Education is a Team Effort and Needs Parents
Sue and Jim have learned a lot about what it takes to open and run a great charter school in a rural community where people have strong opinions and ideas about school, education and what their children need. But, not all parents are good partners. In her more than 30-years educating students and serving families Sue has learned that, “if a parent sends a child to school and they understand respect, and know how to obey, I can teach them to read in a very short period of time.” Conversely, “if a child comes to the school without those attributes, I have to first teach them how to be respectful and obey and then I can teach them to read.” It takes longer and it is harder.

“Young parents,” Sue laments, “seem to have an entitlement attitude now that makes this partnership harder. If the parent and teachers collaborate it is to the students benefit and even students who struggle can and do make progress.
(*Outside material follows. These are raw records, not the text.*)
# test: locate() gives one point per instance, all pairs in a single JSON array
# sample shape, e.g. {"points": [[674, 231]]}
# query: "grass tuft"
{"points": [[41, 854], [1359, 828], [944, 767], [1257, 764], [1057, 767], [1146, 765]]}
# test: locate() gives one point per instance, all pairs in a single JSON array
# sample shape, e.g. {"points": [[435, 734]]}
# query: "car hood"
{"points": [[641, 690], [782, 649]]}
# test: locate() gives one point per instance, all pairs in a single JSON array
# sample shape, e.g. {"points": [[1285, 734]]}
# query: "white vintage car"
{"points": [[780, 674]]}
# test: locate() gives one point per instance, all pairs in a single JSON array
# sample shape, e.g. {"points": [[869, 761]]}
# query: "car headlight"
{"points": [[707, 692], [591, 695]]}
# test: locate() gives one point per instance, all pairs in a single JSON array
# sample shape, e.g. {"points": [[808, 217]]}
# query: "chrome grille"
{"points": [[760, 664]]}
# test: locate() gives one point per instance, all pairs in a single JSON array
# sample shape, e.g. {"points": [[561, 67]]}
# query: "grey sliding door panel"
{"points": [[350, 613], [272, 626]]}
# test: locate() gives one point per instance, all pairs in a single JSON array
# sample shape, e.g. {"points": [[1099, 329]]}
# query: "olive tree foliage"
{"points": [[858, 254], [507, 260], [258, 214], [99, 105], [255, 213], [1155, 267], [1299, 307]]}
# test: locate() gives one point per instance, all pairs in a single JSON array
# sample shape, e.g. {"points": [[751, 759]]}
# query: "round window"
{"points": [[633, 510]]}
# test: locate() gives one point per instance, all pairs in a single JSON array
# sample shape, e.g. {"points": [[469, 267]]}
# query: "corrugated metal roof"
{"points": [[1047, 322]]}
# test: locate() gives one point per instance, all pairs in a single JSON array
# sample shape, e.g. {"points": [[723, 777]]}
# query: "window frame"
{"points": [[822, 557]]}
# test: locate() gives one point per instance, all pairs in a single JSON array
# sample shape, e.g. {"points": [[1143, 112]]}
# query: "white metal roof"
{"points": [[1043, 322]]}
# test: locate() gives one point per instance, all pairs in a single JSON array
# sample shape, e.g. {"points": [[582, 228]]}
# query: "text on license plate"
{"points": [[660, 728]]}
Done well education is a team effort. And it should be!” Parents and teachers need to work together for children to read and to ultimately thrive as learners. “It is frustrating when parents don’t hold up their share of ensuring their students are academically successful,” Sue told me.

Why is Now the Time to Close the School?
“We met our goals,” said Sue when I asked her about why now is the time to close the school. Sue continued, “before the charter school there wasn’t any competition in Salmon. I think Upper Carmen Charter School has had the level of academic success that sets a standard for our community.”

With pride Sue continued, “the bottom line is that Jim and I were able to build the school on the cheap because it is part of our home.” Sue also pointed out the uniqueness of their endeavor together. “We used all of our skills, degrees, experience and even some of our own money to make this school work.” Importantly, Sue reminded me, “Jim never got paid for the work he did for the school over all these years. He was the school finance director, facilities manager, counselor, ops guy and bus driver. Jim’s school experience with school finance was key, and as a result we are closing the school with money in the bank. Those skills simply aren’t replicable up here.”

Jim has spent the last few months winding the school’s business and financial operations down. Following state law and best practice the school’s assets and cash is being turned over to the local Salmon school district. Some of the school’s furniture, technology, music equipment and portable classrooms are going to end up in other public charter schools. The school’s closure has been managed with the same attention and care that permeated the school’s 18-years of successful operations.

“As we started thinking about closing the school,” Sue paused and told me, “we didn’t want to tie the Upper Carmen Charter School name to something we didn’t think would be up to the same standard.” Simply, “we realized it wasn’t transferable because we are multi-degreed and have both the education expertise and the finance expertise to make it work.”

I asked Sue if she had any regrets. “No. I do not. I feel blessed. I have been able to work with such tremendous teachers and touch the lives of so many of our children.”

A Note on Africa
Sue and Jim’s impact on children and their learning goes beyond Idaho. In northern Uganda in 2022, amid a civil war, they spent two months serving children. Jim built prefabbed metal schools while Sue worked with a local education team translating the BethTommy Read-to-Read Curriculum into the local native language Karamoja. Sue told me, “Uganda was an opportunity for Jim and I to give the gift of reading to children in the bush that had never had the opportunity for school.”

An early learner in the African bush with a copy of BethTommy Reads

 

Terry Ryan

Terry Ryan

Terry Ryan is CEO of the Boise-based education nonprofit Bluum and Board Chair of the Idaho Charter School Network.